It is not every day that a scene worthy of a gladiator film arises from an English cemetery. And yet, a new study published in the Revue Plos One shares a fascinating discovery: a skeleton with bruising brands compatible with those of a lion. Would we have found there the remains of a deadly gladiator in combat? The hypothesis divides scientists, explains the live science online media, some doubts about the victim’s profile.
The man, aged 26 to 35 at the time of his death, was found beheaded in a necropolis in York, England, alongside other skeletons that we think is those of gladiators. The wounds on his bones, as well as the shape and depth of the bites, suggest that he was attacked by a large feline, potentially during an organized fight. The co -author of the study, John Pearce, lecturer in archeology at King’s College in London, established two possible identities for the victim: a professional gladiator or a man sentenced to death.
For Alfonso Mañas, researcher at the University of California in Berkeley and specialist in gladiators, it is unlikely that man will be a professional gladiator. In the Roman Empire, explains Mañas, people who were fighting animals were either sentenced prisoners or venators, combatants specially trained to face animals. None was considered gladiators.

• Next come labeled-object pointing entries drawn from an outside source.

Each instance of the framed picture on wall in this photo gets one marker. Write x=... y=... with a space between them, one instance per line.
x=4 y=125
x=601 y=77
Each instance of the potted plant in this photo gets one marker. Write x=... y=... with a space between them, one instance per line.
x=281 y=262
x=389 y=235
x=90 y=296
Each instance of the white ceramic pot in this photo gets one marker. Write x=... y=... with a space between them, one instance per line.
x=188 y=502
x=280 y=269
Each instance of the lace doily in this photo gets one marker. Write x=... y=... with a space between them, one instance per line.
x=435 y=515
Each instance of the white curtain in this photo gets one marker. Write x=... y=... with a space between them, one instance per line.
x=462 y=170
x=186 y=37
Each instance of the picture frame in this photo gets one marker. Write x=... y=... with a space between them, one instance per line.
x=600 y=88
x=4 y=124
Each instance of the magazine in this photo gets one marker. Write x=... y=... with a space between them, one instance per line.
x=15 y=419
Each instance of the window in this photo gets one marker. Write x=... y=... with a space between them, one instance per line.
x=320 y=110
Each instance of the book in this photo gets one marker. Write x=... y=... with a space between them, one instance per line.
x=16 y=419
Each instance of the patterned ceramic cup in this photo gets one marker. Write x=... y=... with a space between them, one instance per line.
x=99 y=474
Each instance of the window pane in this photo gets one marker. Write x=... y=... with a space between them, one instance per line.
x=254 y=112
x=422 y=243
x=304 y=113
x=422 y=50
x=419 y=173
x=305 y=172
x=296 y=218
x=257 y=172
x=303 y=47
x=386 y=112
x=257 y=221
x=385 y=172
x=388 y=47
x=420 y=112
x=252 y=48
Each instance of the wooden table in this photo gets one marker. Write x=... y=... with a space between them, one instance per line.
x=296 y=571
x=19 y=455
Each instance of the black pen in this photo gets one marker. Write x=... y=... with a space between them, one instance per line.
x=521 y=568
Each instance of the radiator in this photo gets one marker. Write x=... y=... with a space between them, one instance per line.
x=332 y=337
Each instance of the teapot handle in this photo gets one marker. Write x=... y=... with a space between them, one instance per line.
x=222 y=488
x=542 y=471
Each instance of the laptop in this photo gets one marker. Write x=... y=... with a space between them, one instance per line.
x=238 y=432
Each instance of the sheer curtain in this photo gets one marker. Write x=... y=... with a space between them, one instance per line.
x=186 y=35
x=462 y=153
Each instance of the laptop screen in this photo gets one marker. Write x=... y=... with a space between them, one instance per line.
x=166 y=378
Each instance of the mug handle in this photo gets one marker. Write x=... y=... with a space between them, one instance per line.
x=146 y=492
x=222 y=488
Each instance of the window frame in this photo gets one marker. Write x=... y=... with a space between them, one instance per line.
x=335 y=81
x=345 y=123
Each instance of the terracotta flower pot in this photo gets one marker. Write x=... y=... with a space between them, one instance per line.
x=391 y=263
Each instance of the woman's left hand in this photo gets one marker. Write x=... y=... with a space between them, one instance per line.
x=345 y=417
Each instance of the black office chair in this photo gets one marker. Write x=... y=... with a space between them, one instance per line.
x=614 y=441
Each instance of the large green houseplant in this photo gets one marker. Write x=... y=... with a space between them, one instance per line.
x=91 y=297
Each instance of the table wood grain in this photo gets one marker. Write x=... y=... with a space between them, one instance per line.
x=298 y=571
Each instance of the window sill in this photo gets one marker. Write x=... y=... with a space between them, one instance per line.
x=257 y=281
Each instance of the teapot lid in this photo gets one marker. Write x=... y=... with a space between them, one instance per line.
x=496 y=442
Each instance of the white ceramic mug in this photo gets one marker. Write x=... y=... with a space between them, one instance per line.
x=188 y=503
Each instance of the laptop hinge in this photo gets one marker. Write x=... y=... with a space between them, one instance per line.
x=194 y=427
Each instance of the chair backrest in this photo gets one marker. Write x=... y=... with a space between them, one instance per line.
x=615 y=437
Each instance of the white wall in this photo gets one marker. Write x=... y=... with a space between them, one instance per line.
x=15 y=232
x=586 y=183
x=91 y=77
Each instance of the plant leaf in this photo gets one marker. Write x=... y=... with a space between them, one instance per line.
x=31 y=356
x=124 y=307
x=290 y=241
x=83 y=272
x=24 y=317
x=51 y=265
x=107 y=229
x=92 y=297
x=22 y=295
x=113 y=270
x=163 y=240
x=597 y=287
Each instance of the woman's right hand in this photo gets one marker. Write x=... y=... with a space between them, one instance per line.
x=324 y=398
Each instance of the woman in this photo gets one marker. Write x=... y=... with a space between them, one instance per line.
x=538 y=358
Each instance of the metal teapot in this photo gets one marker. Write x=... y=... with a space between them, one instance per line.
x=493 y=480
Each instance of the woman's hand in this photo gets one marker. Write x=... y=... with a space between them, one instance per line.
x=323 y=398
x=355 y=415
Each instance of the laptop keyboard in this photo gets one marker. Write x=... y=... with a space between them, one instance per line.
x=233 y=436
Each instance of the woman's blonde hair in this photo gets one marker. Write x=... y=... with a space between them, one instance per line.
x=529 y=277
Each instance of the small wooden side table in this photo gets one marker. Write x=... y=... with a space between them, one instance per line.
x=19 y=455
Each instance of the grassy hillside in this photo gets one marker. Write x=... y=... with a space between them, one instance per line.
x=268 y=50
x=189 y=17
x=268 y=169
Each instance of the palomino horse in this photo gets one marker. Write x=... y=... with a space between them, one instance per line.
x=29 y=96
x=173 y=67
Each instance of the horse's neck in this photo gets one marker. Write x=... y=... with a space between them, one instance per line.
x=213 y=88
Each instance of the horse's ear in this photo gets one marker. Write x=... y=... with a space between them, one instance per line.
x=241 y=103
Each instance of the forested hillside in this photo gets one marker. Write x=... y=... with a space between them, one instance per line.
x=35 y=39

Other researchers specializing in the subject, such as Mike Bishop or Michael Carter support the initial analysis. The nature of the wounds, the beheading and the context of the cemetery support the theory of a dead man in the arena. If the debates persist around its exact status, the hypothesis of a bloody fight between a man and a wild beast in the middle of the English Roman province fascinates.
A first in Europe
The transport of the beast, probably from North Africa, would have involved a long journey. The researchers recall that no kinds of large felines was native of the region, which implies a heavy and risky logistics that can cause the death of the animal. “The feline would have been sent by the well -established supply routes that connect York”Analysis John Pearce.
Despite the doubts, this discovery remains major. The authors of the study indicate in their paper that it is “The first physical proof of gladiatorial combat between human and animal of the Roman era observed in Europe”. So far, only artistic representations and literary accounts have alluded to it.
This skeleton lights up a little more on the brutality of the shows in the provinces of the Roman Empire. He also recalls the complexity of the status of combatants: all those who died in the arena were not considered as gladiators in the strict sense.